The Veterans Affairs Department CIO has budget authority, for instance, and presents a successful model for other departments.

The IT reform effort began about 124 days ago, and Kundra said that to meet an upcoming six-month deadline, he is focused on three specific areas: working with Congress on budget flexibilities, developing the IT program manager career track and continuing the process of closing 800 data centers by 2015.

He said agencies have already identified 100 data centers that could shut down at the end of this calendar year and added that there is likely to be “robust discussion” when those data centers’ names and locations are made public. 

In addition, Kundra said that at the end of this month the administration would be celebrating IT reform accomplishments at agencies.

Brown asked Kundra if he would remain in his CIO position to see the reform effort to completion.
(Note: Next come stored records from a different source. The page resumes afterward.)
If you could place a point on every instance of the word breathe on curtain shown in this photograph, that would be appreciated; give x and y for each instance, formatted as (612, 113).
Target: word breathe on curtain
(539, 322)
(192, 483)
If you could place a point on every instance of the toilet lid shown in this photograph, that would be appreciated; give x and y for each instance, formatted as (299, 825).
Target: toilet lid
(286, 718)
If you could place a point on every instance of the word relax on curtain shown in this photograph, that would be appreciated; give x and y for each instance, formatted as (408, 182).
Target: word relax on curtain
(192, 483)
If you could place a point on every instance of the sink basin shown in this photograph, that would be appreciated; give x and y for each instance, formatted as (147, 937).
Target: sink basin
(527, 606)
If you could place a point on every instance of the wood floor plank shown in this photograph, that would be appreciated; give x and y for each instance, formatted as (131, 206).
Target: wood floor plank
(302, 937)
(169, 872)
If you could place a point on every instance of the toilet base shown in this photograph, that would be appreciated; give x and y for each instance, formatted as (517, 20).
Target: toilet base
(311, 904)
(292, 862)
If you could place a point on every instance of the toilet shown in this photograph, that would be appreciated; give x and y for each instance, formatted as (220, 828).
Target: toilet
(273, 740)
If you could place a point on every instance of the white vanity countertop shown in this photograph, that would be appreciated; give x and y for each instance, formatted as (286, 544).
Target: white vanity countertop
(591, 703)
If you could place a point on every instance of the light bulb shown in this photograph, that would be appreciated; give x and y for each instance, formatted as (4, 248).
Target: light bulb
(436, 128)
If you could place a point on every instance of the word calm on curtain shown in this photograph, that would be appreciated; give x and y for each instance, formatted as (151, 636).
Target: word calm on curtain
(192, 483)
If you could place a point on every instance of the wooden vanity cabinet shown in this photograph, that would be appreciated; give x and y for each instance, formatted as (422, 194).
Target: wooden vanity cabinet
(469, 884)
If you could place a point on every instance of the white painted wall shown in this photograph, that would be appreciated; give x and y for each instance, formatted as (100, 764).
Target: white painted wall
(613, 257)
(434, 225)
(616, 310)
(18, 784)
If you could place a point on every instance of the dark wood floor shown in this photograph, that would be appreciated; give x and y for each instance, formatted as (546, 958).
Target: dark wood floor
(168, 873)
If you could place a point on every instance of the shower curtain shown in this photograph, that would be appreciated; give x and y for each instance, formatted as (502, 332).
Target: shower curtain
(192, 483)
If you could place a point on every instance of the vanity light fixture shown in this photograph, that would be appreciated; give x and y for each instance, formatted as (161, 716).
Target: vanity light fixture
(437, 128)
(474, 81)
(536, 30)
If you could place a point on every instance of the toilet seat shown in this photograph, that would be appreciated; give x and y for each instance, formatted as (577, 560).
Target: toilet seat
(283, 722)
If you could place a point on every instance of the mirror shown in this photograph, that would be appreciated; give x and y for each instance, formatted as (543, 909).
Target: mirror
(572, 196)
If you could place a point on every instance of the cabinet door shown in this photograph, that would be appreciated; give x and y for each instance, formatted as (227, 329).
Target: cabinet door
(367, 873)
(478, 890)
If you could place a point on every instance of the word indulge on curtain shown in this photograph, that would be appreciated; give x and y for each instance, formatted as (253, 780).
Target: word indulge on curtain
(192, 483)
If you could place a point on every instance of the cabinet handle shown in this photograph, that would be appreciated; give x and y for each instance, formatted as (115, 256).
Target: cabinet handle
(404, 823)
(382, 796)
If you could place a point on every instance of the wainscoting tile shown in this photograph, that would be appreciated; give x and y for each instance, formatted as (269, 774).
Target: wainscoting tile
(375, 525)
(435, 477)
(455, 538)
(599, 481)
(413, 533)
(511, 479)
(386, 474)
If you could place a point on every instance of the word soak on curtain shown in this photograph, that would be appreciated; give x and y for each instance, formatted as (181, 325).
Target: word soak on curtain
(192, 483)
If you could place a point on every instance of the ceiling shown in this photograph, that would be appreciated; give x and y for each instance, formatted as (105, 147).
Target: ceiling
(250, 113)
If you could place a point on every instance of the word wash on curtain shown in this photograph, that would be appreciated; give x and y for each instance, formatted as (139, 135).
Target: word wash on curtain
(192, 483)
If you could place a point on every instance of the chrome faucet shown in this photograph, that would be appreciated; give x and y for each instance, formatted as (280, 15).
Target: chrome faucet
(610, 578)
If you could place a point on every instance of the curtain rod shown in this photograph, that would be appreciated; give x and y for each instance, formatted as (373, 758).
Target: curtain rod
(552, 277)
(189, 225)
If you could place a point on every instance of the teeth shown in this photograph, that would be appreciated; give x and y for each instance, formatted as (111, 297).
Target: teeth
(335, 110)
“I can stay on as long as necessary,” Kundra said, but added that what’s important about the plan is that it is “not dependent on any single individual.”

David Powner, director of IT management at the Government Accountability Office, said during hearing testimony that although the IT reform initiative is encouraging, the accuracy of the IT Dashboard needs to improve and there must be more attention paid to the estimated $20 billion being spent on at-risk IT projects.

Powner’s comments reflected a March 15 GAO report that found the IT Dashboard – a public website intended to improve transparency by tracking IT spending – has flawed data. The report concluded that performance data inaccuracies are attributable to weaknesses in how agencies report data to the dashboard.